The Chimes
At a time when dystopian futures are a young adult novel’s game, Anna Smaill’s The Chimes rises from the ashes of teen love triangles and marketable trilogies as an original take on what has recently become an oversaturated genre. Edging more towards the book burning likeness of Bradbury’s Fahrenheit 451, Smaill secures an older demographic of readers through the sophisticated use of language and rhythm, something which her collections of poetry have already illustrated adeptly. A classically trained violinist, Smaill is no stranger to the power and influence of music, and its effect resonates harmoniously throughout her debut novel. It is through such reverberations that Smaill questions the issue of memory: its formation, retention, communal ties and value in our lives.
That relationship between music and memory is presented as a complicated one. In an alternative dystopian England the eponymous Chimes ring daily, preventing the formation of memories and eventually killing listeners with “Chimesickness”. The written word is banned in this world, and so music and solfege become the language of choice in the novel, indicated via an index of “Manual Signs of Tone in Key”, which illustrates the various hand gestures used to convey musical notes. But even visuals are rendered obsolete in their ability to convey emotion; as protagonist Simon wonders “[i]s there solfege for the word of what I feel? There are hand movements for harmony, accord, consonance. Could it be told in music by the longing on a scale?”

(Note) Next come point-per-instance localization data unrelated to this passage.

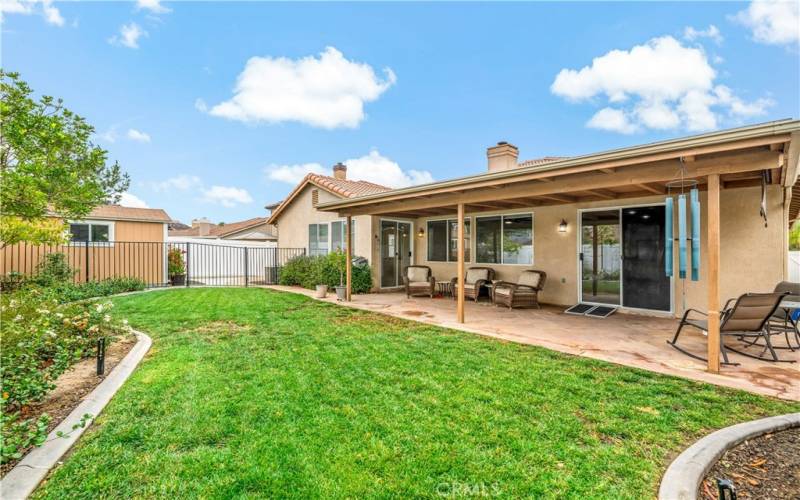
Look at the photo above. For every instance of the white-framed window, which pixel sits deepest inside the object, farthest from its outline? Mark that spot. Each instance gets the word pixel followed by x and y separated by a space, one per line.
pixel 443 240
pixel 326 237
pixel 504 239
pixel 94 232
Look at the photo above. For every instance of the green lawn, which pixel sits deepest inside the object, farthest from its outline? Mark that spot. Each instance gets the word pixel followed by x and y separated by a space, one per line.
pixel 254 393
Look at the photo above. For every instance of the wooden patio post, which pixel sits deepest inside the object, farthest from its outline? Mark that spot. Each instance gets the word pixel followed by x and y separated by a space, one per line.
pixel 348 255
pixel 713 273
pixel 460 307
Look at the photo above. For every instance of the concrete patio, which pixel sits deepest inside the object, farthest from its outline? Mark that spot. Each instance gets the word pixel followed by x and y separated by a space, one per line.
pixel 626 339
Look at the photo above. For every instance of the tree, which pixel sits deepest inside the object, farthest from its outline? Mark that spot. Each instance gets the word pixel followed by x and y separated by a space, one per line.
pixel 48 166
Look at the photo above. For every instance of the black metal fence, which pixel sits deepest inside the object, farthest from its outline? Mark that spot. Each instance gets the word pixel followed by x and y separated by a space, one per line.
pixel 204 263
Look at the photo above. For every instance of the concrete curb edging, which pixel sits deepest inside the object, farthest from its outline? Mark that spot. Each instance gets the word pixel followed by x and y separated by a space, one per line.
pixel 23 479
pixel 683 476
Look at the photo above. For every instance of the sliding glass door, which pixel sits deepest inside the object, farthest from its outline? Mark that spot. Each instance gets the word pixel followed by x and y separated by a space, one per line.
pixel 600 257
pixel 622 258
pixel 395 251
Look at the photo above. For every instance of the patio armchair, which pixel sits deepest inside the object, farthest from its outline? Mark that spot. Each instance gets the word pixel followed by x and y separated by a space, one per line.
pixel 418 280
pixel 475 279
pixel 523 293
pixel 782 320
pixel 747 320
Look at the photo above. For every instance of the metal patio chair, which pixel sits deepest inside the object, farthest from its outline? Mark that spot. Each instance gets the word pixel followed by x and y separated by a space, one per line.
pixel 419 280
pixel 748 318
pixel 475 279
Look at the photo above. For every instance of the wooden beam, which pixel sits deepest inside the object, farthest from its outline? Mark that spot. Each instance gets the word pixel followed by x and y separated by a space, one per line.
pixel 652 173
pixel 349 258
pixel 602 193
pixel 712 242
pixel 461 270
pixel 652 189
pixel 559 197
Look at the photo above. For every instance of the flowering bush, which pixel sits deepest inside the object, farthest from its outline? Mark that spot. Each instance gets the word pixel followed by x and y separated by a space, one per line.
pixel 40 339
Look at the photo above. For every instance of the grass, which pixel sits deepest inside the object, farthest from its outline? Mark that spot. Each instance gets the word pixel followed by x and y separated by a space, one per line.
pixel 252 393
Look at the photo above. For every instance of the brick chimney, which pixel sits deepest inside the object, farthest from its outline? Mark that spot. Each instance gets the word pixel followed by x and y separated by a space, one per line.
pixel 204 225
pixel 340 171
pixel 502 157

So, just as music is the ultimate expression of emotion as well as ‘the primary means of suppression’, memory is shown as limiting, but necessary. Told in both first person and the present tense, the first half of Smaill’s novel is painfully repetitive as Simon relives the same experiences daily, without memory: “I’ve passed this all many times, I know, and I am also happening on it for the first time today.” Like the game Simon Says, with which he shares his name, the protagonist must repeat his actions, unable to recall any prior memories or purpose. But Smaill also makes us question the value of memory and how we are forced to remember things that we’d rather forget, as Simon keeps certain objects as physical manifestations of memory that are cherished or painful: “A thing that I’ll keep whether I like it or not.”

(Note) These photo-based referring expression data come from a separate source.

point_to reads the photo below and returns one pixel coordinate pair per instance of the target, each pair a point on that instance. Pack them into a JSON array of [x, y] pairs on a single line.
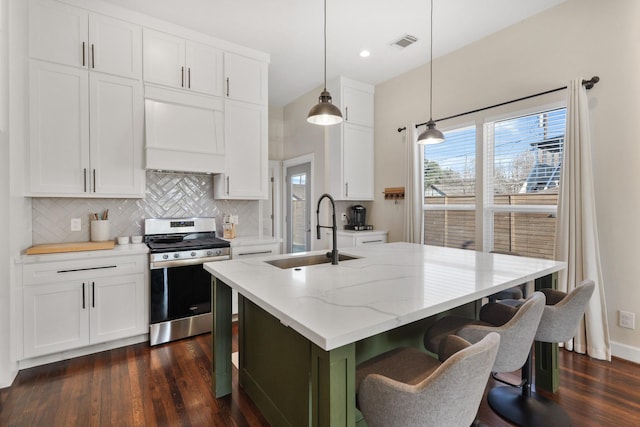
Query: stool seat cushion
[[406, 365], [444, 327]]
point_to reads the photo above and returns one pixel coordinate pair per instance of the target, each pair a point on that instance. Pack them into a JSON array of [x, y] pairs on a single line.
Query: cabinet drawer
[[51, 272], [254, 251], [371, 239]]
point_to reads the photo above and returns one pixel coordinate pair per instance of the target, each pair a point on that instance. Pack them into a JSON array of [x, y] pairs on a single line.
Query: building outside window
[[508, 203]]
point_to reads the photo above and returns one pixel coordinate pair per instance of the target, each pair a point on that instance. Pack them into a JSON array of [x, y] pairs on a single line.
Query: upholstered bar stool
[[517, 327], [406, 387], [559, 323]]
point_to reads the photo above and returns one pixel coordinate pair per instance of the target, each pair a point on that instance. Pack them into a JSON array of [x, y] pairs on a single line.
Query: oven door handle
[[183, 262]]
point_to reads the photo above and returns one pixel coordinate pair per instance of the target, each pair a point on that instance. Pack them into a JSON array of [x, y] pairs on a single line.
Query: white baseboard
[[624, 351], [70, 354]]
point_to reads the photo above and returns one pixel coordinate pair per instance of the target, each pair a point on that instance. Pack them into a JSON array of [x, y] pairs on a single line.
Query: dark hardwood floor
[[169, 385]]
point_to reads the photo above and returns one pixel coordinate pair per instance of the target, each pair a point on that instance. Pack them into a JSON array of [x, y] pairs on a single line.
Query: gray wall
[[577, 38]]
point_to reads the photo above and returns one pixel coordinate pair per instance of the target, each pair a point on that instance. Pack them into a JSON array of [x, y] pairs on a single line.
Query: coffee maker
[[358, 219]]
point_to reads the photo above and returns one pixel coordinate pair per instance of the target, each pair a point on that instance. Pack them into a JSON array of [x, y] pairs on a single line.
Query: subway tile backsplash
[[167, 195]]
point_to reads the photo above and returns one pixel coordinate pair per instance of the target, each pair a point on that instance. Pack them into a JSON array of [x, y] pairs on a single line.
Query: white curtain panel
[[413, 191], [576, 228]]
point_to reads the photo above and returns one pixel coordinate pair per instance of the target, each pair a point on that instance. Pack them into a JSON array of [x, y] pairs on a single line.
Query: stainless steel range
[[180, 287]]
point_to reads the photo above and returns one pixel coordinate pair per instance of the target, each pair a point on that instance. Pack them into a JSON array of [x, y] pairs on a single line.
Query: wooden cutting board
[[52, 248]]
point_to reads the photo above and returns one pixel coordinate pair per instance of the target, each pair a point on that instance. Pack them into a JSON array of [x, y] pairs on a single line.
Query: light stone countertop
[[252, 240], [390, 285], [118, 250]]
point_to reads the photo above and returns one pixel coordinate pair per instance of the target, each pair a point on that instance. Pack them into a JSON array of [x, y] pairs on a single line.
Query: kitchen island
[[302, 330]]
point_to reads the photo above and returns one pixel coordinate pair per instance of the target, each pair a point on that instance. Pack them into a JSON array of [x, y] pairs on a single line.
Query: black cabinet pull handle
[[85, 269], [255, 253]]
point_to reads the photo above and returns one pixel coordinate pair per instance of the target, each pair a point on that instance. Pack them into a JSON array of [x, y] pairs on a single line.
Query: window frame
[[484, 206]]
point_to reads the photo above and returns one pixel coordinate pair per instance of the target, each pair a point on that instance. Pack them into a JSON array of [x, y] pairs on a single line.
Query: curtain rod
[[588, 84]]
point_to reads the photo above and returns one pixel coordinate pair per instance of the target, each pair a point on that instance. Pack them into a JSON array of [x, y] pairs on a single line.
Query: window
[[519, 185], [523, 173], [450, 190]]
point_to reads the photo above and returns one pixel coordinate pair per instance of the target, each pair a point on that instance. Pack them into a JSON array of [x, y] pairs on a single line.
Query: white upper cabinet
[[116, 112], [245, 79], [357, 163], [85, 133], [175, 62], [357, 104], [246, 153], [71, 36], [351, 143], [59, 128]]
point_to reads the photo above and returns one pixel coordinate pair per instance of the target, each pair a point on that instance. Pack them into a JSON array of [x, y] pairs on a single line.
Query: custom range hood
[[183, 131]]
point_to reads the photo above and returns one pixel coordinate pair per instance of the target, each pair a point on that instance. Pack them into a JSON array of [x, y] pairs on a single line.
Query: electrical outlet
[[76, 224], [627, 319]]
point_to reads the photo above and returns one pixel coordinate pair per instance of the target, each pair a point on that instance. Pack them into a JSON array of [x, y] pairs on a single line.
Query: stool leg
[[526, 408]]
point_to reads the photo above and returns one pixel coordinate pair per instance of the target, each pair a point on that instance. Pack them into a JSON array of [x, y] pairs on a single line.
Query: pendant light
[[431, 135], [324, 112]]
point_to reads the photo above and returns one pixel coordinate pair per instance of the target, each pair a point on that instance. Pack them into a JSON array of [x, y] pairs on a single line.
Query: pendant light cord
[[325, 45], [430, 67]]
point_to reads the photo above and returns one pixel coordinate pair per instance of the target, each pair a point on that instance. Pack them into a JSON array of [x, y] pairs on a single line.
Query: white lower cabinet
[[350, 239], [246, 153], [71, 306]]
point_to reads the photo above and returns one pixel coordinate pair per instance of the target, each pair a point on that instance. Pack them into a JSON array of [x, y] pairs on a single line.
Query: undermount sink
[[305, 261]]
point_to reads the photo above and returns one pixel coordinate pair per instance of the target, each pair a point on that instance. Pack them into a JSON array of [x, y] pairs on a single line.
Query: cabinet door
[[246, 79], [163, 58], [246, 163], [357, 162], [56, 318], [358, 106], [58, 128], [115, 46], [117, 308], [204, 69], [116, 114], [58, 33]]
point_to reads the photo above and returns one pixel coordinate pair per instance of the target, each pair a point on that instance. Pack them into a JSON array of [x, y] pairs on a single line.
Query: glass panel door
[[299, 208]]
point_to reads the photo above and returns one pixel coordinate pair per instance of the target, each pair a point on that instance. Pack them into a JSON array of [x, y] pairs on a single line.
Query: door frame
[[296, 161]]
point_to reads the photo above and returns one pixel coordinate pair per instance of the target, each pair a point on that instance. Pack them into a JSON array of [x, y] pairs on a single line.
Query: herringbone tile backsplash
[[168, 195]]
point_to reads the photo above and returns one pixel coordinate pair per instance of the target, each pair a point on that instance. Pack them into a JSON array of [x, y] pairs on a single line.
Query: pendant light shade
[[431, 135], [324, 112]]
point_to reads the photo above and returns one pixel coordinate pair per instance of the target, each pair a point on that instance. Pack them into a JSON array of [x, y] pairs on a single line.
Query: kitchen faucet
[[334, 228]]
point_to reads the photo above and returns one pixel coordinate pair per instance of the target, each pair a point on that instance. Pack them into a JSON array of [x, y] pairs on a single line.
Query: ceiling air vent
[[405, 41]]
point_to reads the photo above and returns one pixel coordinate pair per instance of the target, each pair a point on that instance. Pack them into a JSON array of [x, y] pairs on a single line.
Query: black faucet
[[334, 228]]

As well as constituting a language in the novel, music is also a living presence. The central instrument used in The Chimes “is what is called an organ, which is just another word for heart,” pulsating its amnesia-inducing song throughout the city. However, Smaill’s music is not only alive, but universal, as Simon applies musical parallels in his descriptions of nature:
They have a kind of rhythm in their upright trunks and their branches that start thick and then divide and get narrower and lighter and faster till they quiver in the air like breath past a clarionet reed. That is a rhythm you can see, not hear. Perhaps music happens elsewhere than in ears.
It is through such passages that Smaill is able to use natural imagery as a visual equivalent to song, evoking music through the silent and immobile, and persuading us that music need not be purely phonetic.
As a debut novel The Chimes is very well orchestrated. Smaill’s symbiosis of music and memory drives this novel as the two elements become indistinguishable from each other. Simon clicks his fingers as he struggles to remember a rhythm, a musical gesture associated with memory. Similarly, melodies are used to map pathways by their rhythms, and people are known by their individual song. The Chimes envisions a world through sound: the “piano” of Lucien’s voice or the “C minor” of a metal gate closing. Smaill visualises with music as her language, just as she crafts memories from melodies.